Components

The goal of BenchMARL is to bring different MARL environments and algorithms under the same interfaces to enable fair and reproducible comparison and benchmarking. BenchMARL is a full-pipline unified training library with the goal of enabling users to run any comparison they want across our algorithms and tasks in just one line of code. To achieve this, BenchMARL interconnects components from TorchRL, which provides an efficient and reliable backend.

The library has a default configuration for each of its components. While parts of this configuration are supposed to be changed (for example experiment configurations), other parts (such as tasks) should not be changed to allow for reproducibility. To aid in this, each version of BenchMARL is paired to a default configuration.
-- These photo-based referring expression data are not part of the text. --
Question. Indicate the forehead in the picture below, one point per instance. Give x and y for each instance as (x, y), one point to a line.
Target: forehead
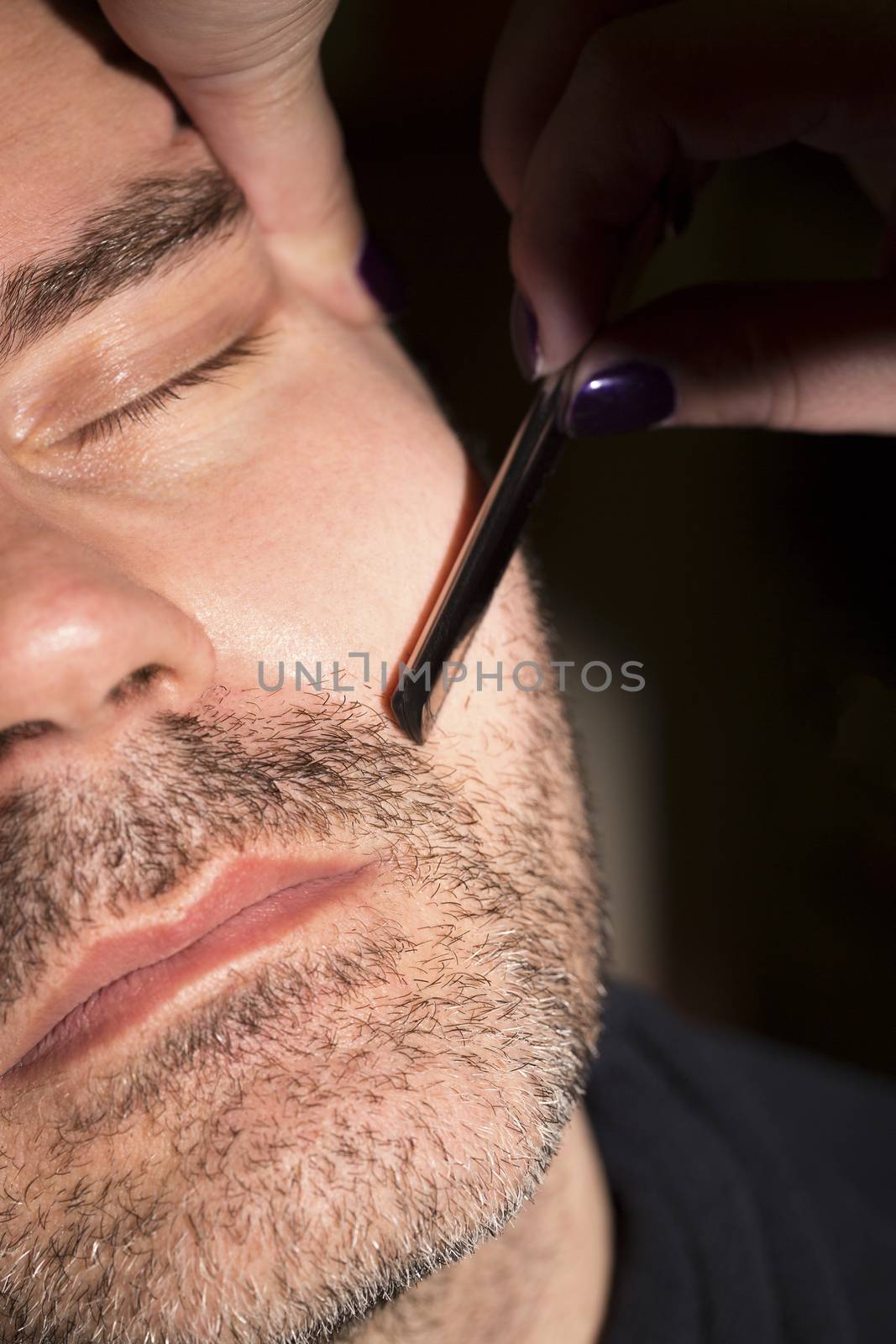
(76, 121)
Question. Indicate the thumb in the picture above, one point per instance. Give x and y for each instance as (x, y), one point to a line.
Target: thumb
(250, 78)
(815, 358)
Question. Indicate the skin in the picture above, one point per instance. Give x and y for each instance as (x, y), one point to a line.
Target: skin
(593, 104)
(293, 1144)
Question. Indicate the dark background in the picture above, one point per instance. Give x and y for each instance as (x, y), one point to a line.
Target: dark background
(747, 796)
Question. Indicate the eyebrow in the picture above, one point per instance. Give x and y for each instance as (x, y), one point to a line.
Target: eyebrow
(154, 225)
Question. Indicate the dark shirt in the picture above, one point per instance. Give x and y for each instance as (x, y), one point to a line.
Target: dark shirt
(754, 1187)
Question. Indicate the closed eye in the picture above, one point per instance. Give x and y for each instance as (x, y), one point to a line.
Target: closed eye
(144, 407)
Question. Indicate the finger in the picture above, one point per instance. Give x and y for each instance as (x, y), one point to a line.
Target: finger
(813, 358)
(532, 64)
(251, 84)
(692, 80)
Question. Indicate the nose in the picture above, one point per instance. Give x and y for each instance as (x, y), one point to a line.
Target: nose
(83, 648)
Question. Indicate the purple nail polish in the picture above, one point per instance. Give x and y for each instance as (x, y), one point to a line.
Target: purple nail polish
(524, 336)
(621, 400)
(380, 277)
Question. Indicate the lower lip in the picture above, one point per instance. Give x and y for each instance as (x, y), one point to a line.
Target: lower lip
(132, 999)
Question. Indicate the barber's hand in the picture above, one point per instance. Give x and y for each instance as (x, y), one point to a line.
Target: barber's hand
(591, 104)
(249, 76)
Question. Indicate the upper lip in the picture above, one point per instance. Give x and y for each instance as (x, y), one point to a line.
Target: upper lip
(224, 894)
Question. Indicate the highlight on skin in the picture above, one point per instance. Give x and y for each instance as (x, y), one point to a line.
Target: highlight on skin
(348, 1117)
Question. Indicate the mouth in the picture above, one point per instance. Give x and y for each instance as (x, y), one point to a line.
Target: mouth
(121, 981)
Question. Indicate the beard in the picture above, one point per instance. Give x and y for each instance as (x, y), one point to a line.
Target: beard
(345, 1120)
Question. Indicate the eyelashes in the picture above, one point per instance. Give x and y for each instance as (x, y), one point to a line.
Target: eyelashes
(145, 407)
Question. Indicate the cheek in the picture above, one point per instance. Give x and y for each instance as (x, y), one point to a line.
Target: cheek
(331, 539)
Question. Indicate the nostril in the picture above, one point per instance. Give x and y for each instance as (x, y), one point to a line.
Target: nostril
(136, 682)
(19, 732)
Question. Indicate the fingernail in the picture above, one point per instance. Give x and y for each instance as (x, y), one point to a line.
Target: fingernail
(380, 277)
(621, 400)
(524, 336)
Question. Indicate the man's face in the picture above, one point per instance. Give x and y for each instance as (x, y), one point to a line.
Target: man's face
(360, 1079)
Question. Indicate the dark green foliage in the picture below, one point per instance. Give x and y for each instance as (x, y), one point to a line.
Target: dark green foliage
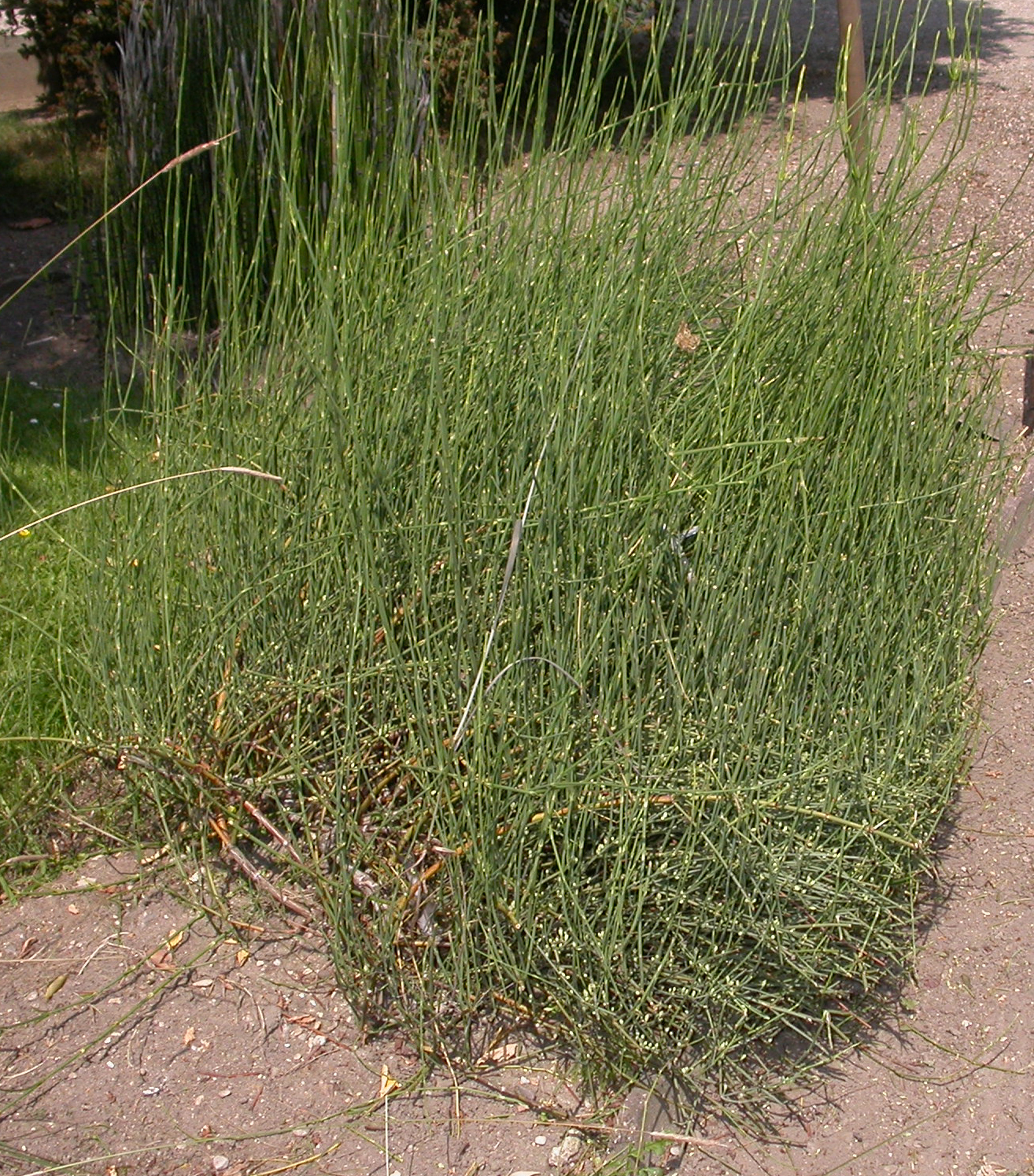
(76, 45)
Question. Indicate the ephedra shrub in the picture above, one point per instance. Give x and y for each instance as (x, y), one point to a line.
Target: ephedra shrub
(607, 654)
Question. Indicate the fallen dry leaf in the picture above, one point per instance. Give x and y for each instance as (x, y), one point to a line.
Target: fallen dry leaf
(54, 987)
(161, 959)
(505, 1052)
(387, 1082)
(685, 340)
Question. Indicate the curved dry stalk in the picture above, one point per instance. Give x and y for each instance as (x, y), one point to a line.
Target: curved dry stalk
(140, 486)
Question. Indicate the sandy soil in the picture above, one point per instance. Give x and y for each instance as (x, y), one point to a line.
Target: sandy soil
(136, 1040)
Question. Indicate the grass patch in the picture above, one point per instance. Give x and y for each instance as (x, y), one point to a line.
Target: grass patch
(50, 442)
(48, 166)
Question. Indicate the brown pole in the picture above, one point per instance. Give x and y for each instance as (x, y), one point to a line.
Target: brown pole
(852, 45)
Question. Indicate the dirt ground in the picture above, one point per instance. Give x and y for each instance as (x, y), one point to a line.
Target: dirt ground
(138, 1041)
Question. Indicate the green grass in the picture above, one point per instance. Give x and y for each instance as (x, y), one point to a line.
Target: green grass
(48, 167)
(48, 448)
(607, 653)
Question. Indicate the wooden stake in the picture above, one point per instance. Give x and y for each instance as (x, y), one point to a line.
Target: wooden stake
(853, 47)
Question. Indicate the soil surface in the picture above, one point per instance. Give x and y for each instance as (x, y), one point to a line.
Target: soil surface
(138, 1041)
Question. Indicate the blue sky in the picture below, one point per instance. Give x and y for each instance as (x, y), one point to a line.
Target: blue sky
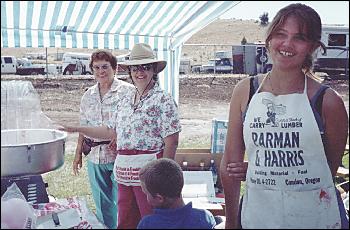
(331, 12)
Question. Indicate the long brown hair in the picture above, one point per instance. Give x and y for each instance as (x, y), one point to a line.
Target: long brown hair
(307, 18)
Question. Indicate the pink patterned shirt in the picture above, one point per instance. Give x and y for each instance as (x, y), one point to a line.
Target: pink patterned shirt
(97, 111)
(143, 126)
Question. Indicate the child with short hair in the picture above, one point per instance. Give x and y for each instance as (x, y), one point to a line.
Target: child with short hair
(162, 181)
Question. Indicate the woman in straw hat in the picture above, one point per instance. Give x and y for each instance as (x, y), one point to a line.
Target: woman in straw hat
(146, 127)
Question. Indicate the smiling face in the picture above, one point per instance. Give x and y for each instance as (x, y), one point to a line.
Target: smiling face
(142, 74)
(103, 71)
(289, 45)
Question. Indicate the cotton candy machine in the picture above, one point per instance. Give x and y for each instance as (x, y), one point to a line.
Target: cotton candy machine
(30, 146)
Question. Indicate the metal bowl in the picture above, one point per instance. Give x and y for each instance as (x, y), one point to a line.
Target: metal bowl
(31, 151)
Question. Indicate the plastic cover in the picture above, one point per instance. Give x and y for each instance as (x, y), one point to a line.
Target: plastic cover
(20, 107)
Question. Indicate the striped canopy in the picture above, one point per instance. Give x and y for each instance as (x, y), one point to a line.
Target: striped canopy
(165, 25)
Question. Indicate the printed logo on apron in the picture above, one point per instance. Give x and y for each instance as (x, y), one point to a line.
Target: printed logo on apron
(126, 168)
(289, 183)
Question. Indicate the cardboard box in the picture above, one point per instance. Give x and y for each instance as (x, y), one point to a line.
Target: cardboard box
(218, 135)
(194, 157)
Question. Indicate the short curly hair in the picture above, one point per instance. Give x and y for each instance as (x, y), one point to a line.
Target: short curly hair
(163, 176)
(103, 55)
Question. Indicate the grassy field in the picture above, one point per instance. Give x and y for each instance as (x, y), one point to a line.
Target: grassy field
(62, 183)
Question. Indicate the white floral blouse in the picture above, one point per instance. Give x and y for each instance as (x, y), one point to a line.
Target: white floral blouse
(97, 111)
(144, 125)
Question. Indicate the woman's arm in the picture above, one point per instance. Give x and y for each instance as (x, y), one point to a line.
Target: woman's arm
(234, 152)
(78, 163)
(170, 147)
(101, 132)
(336, 122)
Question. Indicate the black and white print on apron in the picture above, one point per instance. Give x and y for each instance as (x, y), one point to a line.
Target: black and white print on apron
(289, 183)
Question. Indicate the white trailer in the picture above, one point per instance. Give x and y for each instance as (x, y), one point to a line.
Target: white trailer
(336, 57)
(76, 63)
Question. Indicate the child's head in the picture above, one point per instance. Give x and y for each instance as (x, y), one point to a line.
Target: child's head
(162, 182)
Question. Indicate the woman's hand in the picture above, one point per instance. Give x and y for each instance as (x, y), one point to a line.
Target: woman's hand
(66, 128)
(238, 170)
(77, 163)
(112, 145)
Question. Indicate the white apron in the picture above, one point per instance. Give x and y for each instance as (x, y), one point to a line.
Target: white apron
(126, 168)
(289, 183)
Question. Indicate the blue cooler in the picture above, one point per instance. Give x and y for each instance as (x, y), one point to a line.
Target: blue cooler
(218, 135)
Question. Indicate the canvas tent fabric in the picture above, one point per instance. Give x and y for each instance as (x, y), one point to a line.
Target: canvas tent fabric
(165, 25)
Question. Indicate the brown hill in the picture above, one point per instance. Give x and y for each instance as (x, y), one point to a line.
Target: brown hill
(222, 33)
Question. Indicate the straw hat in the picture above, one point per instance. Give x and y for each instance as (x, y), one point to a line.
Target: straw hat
(142, 54)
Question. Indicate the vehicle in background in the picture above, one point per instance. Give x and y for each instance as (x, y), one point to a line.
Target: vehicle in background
(221, 65)
(185, 66)
(20, 66)
(40, 56)
(76, 64)
(336, 58)
(52, 69)
(251, 59)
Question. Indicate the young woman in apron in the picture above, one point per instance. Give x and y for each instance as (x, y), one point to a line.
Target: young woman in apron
(289, 177)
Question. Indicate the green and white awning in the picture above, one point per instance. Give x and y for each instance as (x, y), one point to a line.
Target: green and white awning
(165, 25)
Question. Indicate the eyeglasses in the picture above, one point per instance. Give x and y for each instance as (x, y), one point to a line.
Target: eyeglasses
(100, 67)
(135, 68)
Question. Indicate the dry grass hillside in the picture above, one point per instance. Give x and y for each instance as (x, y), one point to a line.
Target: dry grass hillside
(223, 33)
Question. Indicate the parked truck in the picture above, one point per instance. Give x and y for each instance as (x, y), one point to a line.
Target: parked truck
(336, 58)
(20, 66)
(220, 65)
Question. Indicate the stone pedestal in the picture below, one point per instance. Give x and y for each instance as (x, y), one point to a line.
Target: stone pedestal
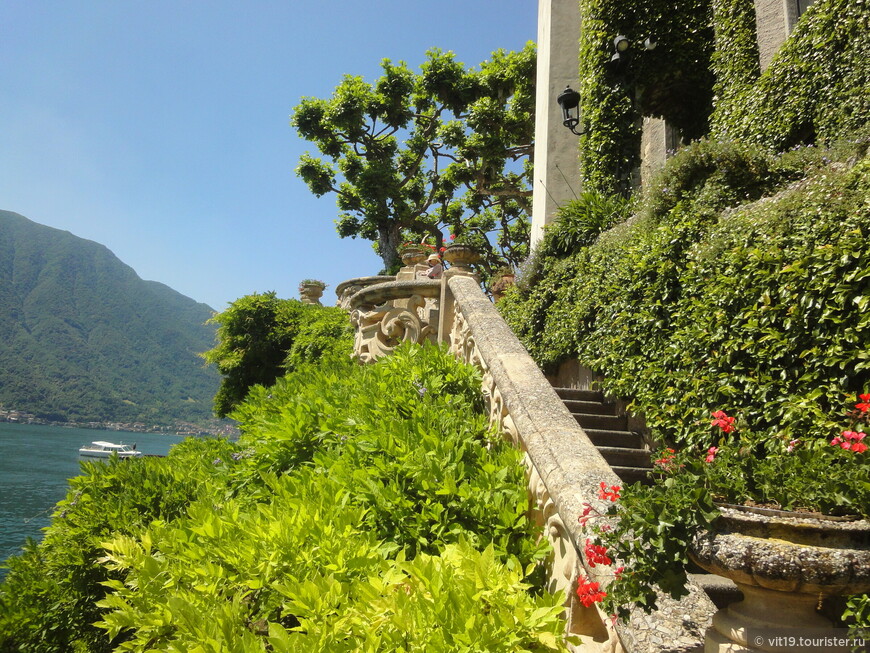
(785, 564)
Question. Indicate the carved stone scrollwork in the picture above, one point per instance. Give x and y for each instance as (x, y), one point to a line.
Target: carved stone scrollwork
(379, 330)
(564, 561)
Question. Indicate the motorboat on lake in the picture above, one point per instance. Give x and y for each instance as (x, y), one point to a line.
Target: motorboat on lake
(101, 449)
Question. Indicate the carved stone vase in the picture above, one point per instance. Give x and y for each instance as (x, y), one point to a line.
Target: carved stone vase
(785, 563)
(310, 293)
(461, 256)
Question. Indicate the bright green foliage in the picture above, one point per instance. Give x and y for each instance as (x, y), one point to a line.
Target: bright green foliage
(261, 336)
(363, 509)
(690, 308)
(580, 221)
(416, 153)
(815, 90)
(47, 601)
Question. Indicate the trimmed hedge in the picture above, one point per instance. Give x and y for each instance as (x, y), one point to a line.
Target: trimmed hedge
(712, 299)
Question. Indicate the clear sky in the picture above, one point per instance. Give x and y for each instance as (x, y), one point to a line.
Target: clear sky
(160, 128)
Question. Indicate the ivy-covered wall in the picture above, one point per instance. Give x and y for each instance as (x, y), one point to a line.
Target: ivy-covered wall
(741, 285)
(673, 81)
(817, 87)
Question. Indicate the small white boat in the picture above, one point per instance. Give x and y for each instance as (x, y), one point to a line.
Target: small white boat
(100, 449)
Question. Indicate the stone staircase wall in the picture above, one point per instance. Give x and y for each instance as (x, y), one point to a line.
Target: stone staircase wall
(570, 448)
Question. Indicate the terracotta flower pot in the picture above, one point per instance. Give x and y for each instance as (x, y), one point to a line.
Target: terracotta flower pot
(461, 256)
(784, 563)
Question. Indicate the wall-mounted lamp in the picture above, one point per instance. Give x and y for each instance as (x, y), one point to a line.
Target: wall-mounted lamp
(569, 100)
(621, 54)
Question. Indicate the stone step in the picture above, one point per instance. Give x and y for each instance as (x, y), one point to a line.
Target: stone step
(580, 395)
(614, 438)
(603, 422)
(622, 457)
(590, 407)
(629, 475)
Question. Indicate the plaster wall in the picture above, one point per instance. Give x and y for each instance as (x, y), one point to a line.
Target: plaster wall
(556, 155)
(774, 20)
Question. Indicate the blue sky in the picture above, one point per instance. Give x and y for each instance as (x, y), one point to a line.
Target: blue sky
(160, 128)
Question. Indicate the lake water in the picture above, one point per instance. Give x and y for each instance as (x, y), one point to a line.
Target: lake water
(35, 464)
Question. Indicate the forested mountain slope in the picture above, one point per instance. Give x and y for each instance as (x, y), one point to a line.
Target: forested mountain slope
(83, 338)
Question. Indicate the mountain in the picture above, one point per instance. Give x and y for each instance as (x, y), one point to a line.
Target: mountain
(83, 338)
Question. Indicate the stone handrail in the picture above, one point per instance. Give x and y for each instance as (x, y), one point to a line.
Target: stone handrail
(564, 468)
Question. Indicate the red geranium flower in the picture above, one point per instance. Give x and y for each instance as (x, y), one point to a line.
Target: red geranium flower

Let’s now introduce each component in the library.

Experiment

An Experiment is a training run in which an Algorithm, Task, and a Model are fixed. Experiments are configured by passing these values alongside a seed and the experiment hyperparameters. The experiment hyperparameters cover both on-policy and off-policy algorithms, discrete and continuous actions, and probabilistic and deterministic policies (as they are agnostic of the algorithm or task used). An experiment can be launched from the command line or from a script. See the Running section for more information.

Benchmark

In the library we call benchmark a collection of experiments that can vary in tasks, algorithm, or model. A benchmark shares the same experiment configuration across all of its experiments. Benchmarks allow to compare different MARL components in a standardized way. A benchmark can be launched from the command line or from a script. See the [run](#run) section for more information.

Algorithms

Algorithms are an ensemble of components (e.g., loss, replay buffer) which determine the training strategy. Here is a table with the currently implemented algorithms in BenchMARL.

Algorithms in BenchMARL
Algorithm	On/Off policy	Actor-critic	Full-observability in critic	Action compatibility	Probabilistic actor
`Mappo`	On	Yes	Yes	Continuous + Discrete	Yes
`Ippo`	On	Yes	No	Continuous + Discrete	Yes
`Maddpg`	Off	Yes	Yes	Continuous	No
`Iddpg`	Off	Yes	No	Continuous	No
`Masac`	Off	Yes	Yes	Continuous + Discrete	Yes
`Isac`	Off	Yes	No	Continuous + Discrete	Yes
`Qmix`	Off	No	NA	Discrete	No
`Vdn`	Off	No	NA	Discrete	No
`Iql`	Off	No	NA	Discrete	No

Environments

Tasks are scenarios from a specific environment which constitute the MARL challenge to solve. They differ based on many aspects, here is a table with the current environments in BenchMARL:

Environments in BenchMARL
Environment	Tasks	Cooperation	Global state	Reward function	Action space	Vectorized
`VmasTask`	18	Cooperative + Competitive	No	Shared + Independent + Global	Continuous + Discrete	Yes
`Smacv2Task`	15	Cooperative	Yes	Global	Discrete	No
`PettingZooTask`	10	Cooperative + Competitive	Yes + No	Shared + Independent	Continuous + Discrete	No
`MeltingPotTask`	49	Cooperative + Competitive	Yes	Independent	Discrete	No

Models

Models are neural networks used to process data. They can be used as actors (policies) or, when requested, as critics. We provide a set of base models (layers) and a SequenceModel to concatenate different layers. All the models can be used with or without parameter sharing within an agent group. Here is a table of the models implemented in BenchMARL

Models in BenchMARL
Name	Decentralized	Centralized with local inputs	Centralized with global input
`Mlp`	Yes	Yes	Yes
`Gnn`	Yes	No	No
`Cnn`	Yes	Yes	Yes